Line by line, we’ll walk through how Visualizing your Models and Datasets works!
First, let’s import the necessary libraries:
from olorenchemengine.visualizations import *
from olorenchemengine import *
import olorenchemengine as oce
Second, we’ll use a pandas dataframe of csv data given by the line
df = oce.ExampleDataset
:: to train the model, but visualizations do not allow us to pass in a pandas dataframe. Instead, it must be of type ‘BaseDataset’
with this line,
test_dataset = oce.BaseDataset(name='purple', data=df.to_csv(), structure_col='Smiles', property_col='pChEMBL Value')
See how it all comes together below.
## Loading in a dataset
# df is a Pandas Dataframe with the following columns:
# "Smiles" (structure)
# "pChEMBL Value" (property to be predicted)
df = oce.ExampleDataset
test = oce.BaseDataset(name='purple', data=df.to_csv(), structure_col='Smiles', property_col='pChEMBL Value')

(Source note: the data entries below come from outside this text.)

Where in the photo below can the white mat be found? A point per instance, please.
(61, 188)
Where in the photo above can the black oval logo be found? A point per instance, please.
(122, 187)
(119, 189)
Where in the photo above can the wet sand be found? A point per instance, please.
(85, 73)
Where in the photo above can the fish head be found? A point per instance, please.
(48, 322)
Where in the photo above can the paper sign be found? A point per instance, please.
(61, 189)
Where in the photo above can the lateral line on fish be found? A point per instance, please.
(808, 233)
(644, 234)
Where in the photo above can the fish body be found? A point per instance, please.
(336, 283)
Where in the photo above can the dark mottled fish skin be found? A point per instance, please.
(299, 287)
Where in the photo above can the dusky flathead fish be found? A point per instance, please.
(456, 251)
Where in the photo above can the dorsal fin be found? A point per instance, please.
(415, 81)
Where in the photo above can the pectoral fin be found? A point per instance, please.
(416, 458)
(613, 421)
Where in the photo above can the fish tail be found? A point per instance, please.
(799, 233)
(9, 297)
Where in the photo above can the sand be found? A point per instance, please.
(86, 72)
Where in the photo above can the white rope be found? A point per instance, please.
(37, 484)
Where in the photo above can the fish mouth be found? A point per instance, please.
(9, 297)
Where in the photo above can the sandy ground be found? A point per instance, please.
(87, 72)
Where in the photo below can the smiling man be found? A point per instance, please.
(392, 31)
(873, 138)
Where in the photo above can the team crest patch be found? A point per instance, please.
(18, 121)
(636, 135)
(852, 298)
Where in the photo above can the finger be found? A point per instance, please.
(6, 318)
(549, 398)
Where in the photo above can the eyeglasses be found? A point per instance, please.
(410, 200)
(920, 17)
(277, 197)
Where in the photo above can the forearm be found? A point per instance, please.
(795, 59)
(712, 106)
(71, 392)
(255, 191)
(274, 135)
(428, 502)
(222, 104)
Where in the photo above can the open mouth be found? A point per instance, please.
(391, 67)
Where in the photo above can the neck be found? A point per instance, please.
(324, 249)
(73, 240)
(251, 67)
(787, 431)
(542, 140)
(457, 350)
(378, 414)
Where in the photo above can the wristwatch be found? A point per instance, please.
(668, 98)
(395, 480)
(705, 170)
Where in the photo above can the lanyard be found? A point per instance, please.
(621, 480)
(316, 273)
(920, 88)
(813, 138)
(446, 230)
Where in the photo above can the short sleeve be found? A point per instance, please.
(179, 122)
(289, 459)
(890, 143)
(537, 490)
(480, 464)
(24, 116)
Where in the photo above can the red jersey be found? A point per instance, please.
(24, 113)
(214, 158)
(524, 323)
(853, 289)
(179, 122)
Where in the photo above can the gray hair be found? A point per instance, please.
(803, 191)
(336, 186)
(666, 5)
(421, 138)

Next, we’ll train, fit, save, and load our model in the same as before:
model = oce.BaseBoosting([
oce.RandomForestModel(oce.DescriptastorusDescriptor("rdkit2dnormalized"),n_estimators=1000),
oce.BaseTorchGeometricModel(oce.TLFromCheckpoint("default"), preinitialized=True),
oce.RandomForestModel(oce.OlorenCheckpoint("default"),n_estimators=1000)])
## Training the model
model.fit(df["Smiles"], df["pChEMBL Value"])
## Predicting property of new compounds
y_pred = model.predict(["CC(=O)OC1=CC=CC=C1C(=O)O"])
## Saving the model
oce.save(model, "model.oce")
## Loading the model
loaded_model = oce.load("model.oce")
Now, we can use the loaded_model to Visualize our with VisualizeModelSim, a method that “ Visualizes a model’s predicted vs true plot on given dataset, where each point is colored by a compound’s similarity to the train set”
Note: notice how we use test_dataset, which is oce.ExampleDataset converted into a BaseDataset object.
vis = oce.VisualizeModelSim(model=loaded_model,dataset=test_dataset)
Finally, every Visualization has a render_ipynb method that can be used to render the visualization. So, we can do the following:
vis.render_ipynb()
:: And your visualization is viewable in a jupyter notebook.